Aber was erwartet den Leser nun in Band 121 Feuerteufel? Am ehesten würde ich das Setting als eine Art Die Zwei (Serie mit Roger Moore und Tony Curtis) und Mit Schirm, Charme und Melone bezeichnen: ein temporeiches Krimiabenteuer im London der Siebziger.
Besonders haben mir die profunden Ortsbeschreibungen Londons zu dieser Zeit gefallen. Es fühlte sich zu 100 % so an, als wäre man mit bei der Hatz durch London unterwegs. Langweilig war das Ganze nie. Ein rundherum solides Abenteuer, das mich sehr gut unterhalten hat. Der Autor zeigte dem Leser, was das Team um Dr. Morton alles für Möglichkeiten hatte – was aber in die Handlung perfekt eingebettet war und diese mit vorantrieb.

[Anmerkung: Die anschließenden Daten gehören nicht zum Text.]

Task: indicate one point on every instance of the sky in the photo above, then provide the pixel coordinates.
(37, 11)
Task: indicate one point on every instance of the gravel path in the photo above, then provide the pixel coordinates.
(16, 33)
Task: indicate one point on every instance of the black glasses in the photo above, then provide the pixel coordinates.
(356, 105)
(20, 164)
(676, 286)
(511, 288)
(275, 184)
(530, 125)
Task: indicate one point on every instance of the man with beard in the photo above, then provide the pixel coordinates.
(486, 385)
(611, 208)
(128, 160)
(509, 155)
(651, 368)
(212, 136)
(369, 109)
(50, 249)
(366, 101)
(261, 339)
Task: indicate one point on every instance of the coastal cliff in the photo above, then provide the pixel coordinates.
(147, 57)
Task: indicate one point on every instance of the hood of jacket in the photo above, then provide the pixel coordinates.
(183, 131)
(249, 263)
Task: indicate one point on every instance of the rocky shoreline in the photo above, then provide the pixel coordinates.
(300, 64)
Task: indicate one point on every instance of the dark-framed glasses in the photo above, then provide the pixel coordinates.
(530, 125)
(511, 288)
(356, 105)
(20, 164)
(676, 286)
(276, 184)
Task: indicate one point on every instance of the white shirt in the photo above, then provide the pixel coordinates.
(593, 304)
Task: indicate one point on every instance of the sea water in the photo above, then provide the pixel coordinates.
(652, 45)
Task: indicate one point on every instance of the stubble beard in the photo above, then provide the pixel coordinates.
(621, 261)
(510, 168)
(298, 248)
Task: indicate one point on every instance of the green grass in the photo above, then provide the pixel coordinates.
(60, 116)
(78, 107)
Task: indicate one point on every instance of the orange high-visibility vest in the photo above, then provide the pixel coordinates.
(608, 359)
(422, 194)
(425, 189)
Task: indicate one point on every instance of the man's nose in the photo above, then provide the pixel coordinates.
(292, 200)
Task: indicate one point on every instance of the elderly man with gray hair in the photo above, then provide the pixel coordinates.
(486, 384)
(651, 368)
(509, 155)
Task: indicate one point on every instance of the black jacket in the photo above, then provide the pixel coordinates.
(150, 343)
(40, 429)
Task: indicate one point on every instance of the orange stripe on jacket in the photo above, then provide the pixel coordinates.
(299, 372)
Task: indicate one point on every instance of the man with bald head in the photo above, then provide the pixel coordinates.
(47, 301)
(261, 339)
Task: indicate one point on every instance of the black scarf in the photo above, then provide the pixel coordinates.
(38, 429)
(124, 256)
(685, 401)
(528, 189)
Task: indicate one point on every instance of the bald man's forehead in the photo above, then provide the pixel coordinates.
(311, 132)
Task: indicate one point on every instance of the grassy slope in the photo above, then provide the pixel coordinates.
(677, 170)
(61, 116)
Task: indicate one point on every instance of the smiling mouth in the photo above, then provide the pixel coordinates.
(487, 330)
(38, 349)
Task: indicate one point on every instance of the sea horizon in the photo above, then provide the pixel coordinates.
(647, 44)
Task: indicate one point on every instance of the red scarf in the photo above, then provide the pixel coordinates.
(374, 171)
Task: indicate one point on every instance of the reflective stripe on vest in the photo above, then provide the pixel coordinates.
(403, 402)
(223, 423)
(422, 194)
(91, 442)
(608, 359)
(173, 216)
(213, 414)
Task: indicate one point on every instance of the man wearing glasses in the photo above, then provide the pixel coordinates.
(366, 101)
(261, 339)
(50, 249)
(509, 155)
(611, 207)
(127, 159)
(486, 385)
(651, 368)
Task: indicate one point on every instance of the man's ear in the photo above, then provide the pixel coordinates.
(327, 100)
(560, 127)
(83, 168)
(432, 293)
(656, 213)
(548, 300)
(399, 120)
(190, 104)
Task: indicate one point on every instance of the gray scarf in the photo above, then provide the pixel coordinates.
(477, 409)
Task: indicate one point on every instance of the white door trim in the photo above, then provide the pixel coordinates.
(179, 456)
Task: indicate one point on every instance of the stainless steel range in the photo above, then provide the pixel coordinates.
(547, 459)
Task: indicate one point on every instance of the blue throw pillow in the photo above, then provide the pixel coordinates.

Wer auch nur irgendeine Zuneigung zu Pulp, Heftromanen oder klassischer Männerliteratur hat, kann und sollte bedenkenlos zu den aktuellen Dr. Morton-Bänden greifen. Ansonsten besteht nämlich die Gefahr, dass er eine sehr eigenständige und originelle Serie verpasst. Ich finde es eine Schande, dass die Serie so unter ihrem völlig falschen Image leidet!
Was nehme ich von der Lektüre mit? Wie schon zwischen den Zeilen herauszulesen ist, freue ich mich, die Details über dieses Stück lebender Heftromangeschichte herausgefunden zu haben. Dennoch möchte ich an dieser Stelle eine Lanze (auch) für die alte Serie bzw. die Ausgaben der Morton-Neuauflage bis Ausgabe 79 brechen: Ich mag es dunkler, abgründiger und härter. Außerdem gefiel mir die kammerspielartige Atmosphäre, die vor allem durch die Interaktionen zwischen Grimsby und Morton geprägt wurde und nicht so sehr auf ein ganzes „Ensemble“ setzte.
Das ist nur eine Geschmacksfrage. Die Serie bietet für jeden Leser etwas: knallharte und durchaus auch gedankenspielartige Abenteuer der ersten Phase der Serie – und temporeiche, gentlemanartige Abenteuer der zweiten Phase. Es wäre nur schade, sich von den falschen Anschuldigungen vom Lesen abhalten zu lassen!